Entre fé, sonhos e família: o significado do casamento para os casais
A emoção também marcou o depoimento de Daniela e Alex, que participaram do mutirão ao lado da filha, Isadora. Para o casal, a conversão da união estável em casamento representa a realização de um sonho e o fortalecimento da família.
“Encontrar uma pessoa com quem a gente pode contar e construir uma vida juntos já é uma grande conquista. O casamento vem para oficializar esse compromisso e tornar essa união ainda mais especial”, afirmou Alex.
Daniela destacou que a cerimônia também deixa um legado para a filha. “Representa fé, sonhos e família. Queremos dar esse exemplo para a Isadora, mostrando que vale a pena acreditar no amor, persistir nos sonhos e construir uma história de respeito, companheirismo e paz”.






Defensoria Itinerante leva presença, acolhimento e Justiça a Piumhi
Além da celebração dos casamentos, a presença da Defensoria Itinerante em Piumhi reuniu, ao longo de três dias, uma programação voltada a aproximar serviços jurídicos gratuitos da população. Foram quatro mutirões realizados no município, com atendimentos, orientações e encaminhamentos pensados para responder a demandas concretas das famílias e contribuir para a solução de questões que impactam diretamente a vida cotidiana.
A iniciativa é desenvolvida pela Defensoria Pública de Minas Gerais, por meio da Coordenação de Projetos, Convênios e Parcerias (CooProC), e integra uma estratégia institucional de levar a atuação defensorial a diferentes regiões do estado, com atenção especial a territórios marcados por maior vulnerabilidade social ou por dificuldades de acesso aos serviços públicos de Justiça.

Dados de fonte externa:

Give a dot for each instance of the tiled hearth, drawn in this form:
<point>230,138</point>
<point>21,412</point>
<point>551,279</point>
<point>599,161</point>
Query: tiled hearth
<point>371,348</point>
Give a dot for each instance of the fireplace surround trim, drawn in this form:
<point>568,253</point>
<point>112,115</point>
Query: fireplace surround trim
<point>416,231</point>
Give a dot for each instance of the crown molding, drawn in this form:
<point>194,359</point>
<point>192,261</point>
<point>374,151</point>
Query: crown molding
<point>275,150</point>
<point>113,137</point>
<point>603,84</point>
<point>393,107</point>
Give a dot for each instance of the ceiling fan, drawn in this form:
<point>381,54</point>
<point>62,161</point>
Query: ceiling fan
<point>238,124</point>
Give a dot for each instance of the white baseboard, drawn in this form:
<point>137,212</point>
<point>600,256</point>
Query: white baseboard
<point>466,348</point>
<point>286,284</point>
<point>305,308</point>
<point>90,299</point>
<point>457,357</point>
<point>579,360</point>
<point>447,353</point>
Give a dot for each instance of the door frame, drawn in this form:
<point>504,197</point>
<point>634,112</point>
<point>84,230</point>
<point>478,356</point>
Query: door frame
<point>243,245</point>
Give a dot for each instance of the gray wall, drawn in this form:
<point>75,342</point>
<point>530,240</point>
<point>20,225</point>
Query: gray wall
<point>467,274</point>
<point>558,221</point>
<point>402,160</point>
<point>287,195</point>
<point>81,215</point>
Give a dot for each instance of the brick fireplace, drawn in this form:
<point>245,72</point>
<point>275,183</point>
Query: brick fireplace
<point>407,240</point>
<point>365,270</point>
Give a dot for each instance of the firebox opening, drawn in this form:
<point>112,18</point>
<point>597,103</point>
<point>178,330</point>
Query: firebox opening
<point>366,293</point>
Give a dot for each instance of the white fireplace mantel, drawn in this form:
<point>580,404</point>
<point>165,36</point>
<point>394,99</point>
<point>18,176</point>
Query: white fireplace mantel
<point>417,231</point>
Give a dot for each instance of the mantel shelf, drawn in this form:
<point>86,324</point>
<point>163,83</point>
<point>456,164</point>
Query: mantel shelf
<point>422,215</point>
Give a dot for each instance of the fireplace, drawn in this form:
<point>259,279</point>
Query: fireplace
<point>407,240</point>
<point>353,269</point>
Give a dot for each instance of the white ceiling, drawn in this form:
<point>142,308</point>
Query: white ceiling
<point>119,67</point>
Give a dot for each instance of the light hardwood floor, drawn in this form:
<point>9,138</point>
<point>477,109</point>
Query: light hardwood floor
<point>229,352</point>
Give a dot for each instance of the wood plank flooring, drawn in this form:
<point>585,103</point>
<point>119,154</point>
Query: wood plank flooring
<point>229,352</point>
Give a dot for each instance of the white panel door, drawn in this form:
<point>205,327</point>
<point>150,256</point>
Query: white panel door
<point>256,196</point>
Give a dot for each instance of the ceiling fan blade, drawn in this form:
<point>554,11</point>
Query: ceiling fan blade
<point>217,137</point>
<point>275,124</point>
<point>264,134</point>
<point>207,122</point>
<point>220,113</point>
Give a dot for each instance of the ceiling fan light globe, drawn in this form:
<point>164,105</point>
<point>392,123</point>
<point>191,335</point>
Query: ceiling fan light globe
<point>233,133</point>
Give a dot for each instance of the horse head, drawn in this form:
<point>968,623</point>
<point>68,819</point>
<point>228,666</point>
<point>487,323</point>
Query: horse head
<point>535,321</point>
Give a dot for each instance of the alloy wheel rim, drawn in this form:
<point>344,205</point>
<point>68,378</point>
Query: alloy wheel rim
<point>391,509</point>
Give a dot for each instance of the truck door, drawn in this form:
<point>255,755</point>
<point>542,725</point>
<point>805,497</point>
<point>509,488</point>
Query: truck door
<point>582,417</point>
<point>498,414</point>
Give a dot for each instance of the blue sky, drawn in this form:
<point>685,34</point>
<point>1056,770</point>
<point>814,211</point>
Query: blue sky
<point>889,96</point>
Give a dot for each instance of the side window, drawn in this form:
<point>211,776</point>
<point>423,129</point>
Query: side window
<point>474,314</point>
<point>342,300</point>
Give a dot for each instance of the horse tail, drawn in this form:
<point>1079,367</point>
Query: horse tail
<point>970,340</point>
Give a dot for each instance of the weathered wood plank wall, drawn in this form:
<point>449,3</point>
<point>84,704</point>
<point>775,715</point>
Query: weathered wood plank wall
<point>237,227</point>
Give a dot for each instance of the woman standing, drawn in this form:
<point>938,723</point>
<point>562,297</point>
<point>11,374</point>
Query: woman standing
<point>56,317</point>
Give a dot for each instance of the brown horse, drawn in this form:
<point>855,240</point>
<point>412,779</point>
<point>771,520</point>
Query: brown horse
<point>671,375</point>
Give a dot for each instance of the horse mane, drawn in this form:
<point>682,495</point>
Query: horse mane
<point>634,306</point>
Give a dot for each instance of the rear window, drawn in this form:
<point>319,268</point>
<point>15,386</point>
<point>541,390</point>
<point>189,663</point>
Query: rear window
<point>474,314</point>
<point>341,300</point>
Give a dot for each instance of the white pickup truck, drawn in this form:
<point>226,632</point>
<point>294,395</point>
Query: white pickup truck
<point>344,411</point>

Com atendimentos jurídicos, ações de educação em direitos, sessões de conciliação e projetos extrajudiciais, a Defensoria Itinerante tem ampliado sua presença em Minas Gerais. Somente em 2025, cerca de 10 mil pessoas foram atendidas pela iniciativa, resultado que reforça o papel do projeto como instrumento de inclusão, cidadania e efetivação de direitos.
Em Piumhi, a realização das atividades contou com a parceria do Tribunal de Justiça de Minas Gerais (TJMG), por meio do CEJUSC, e da Prefeitura Municipal. A atuação conjunta permitiu que a agenda itinerante fosse além do atendimento pontual. Transformou-se em um encontro de instituições em torno de um mesmo compromisso: o de garantir que direitos cheguem com acolhimento, dignidade e presença a quem mais precisa.










Alessandra Amaral – Jornalista/DPMG.